運命の恋人!みたいなのにいきなり出会って仲良くなる冒頭からはじまって、とにかくかわいくて軽くて気分の良いロマンチック・コメディではあるのだが、それを超えて「引っかかってくる」部分がない。全体に非常に安易。

ただ、それは必ずしも悪いことではないとは思う。余りいらいらせずに楽しめるレズビアン・ロマンチック・コメディがあったって良いわけで、だから、10年近く前のこととはいえこの作品が結構な人気を博したのも理解できる。主役の二人も、人物造形がたりない気はするものの、ロマンチック・コメディとして見れば、ラブラブぶりがかわいらしいので良いのかもしれない。

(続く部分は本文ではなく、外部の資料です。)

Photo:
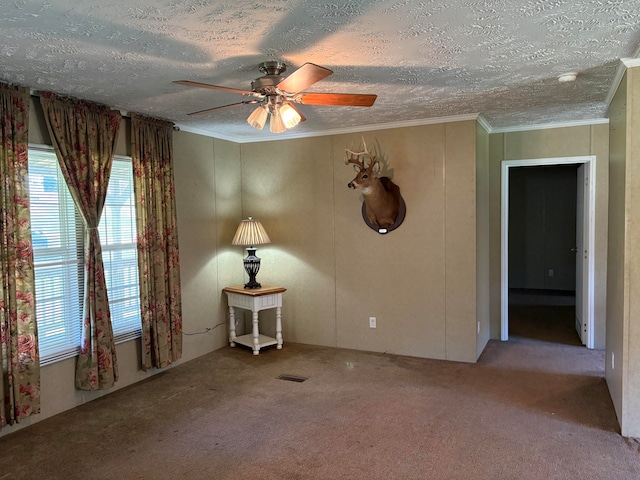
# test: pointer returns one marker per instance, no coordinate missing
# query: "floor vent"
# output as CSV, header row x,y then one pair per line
x,y
292,378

離婚してきたママが、娘のセクシュアリティに戸惑いつつ、トランス女性のお友達に感化されつつ、少しずつ元気に幸せになっていくのも、安易といえば実に実に安易なのだが、気持ちは良い。バイのお友達があっけらかんとバイで、それが特に何も問題にならないのもいい。トランス女性のお友達ががっつりと意中のダイクの心を射止めるのも、筋書きとしてはなにそれどこからそういうことに、という驚愕の強引さではあるけれども、後味はいい。

親へのカムアウトの問題にはじまって、検閲の問題だの、レズビアンからのトランス・ハラスメントの問題だの、母娘の世代間交流(衝突を含めた)だの、ホモフォビックな暴力の問題だの、いろいろな問題に少しずつ触れているのに、そのどれもがどうもきちんと描ききれていないというか、教科書的なお行儀の良い扱いで終わっているのが、つまらないといえばつまらないのだが、しかし、そういう教科書的なお行儀の良さすらなかなか手に入らないことを思えば、これは貴重だ。10年前の映画なんだし。

2008年の段階でレズビアンを描いた映画として評価しようとすればそれほど高くは評価できないのかもしれないのだが、ロマンチック・コメディというジャンルものだと思えば十分以上に楽しめる、という感じだろうか。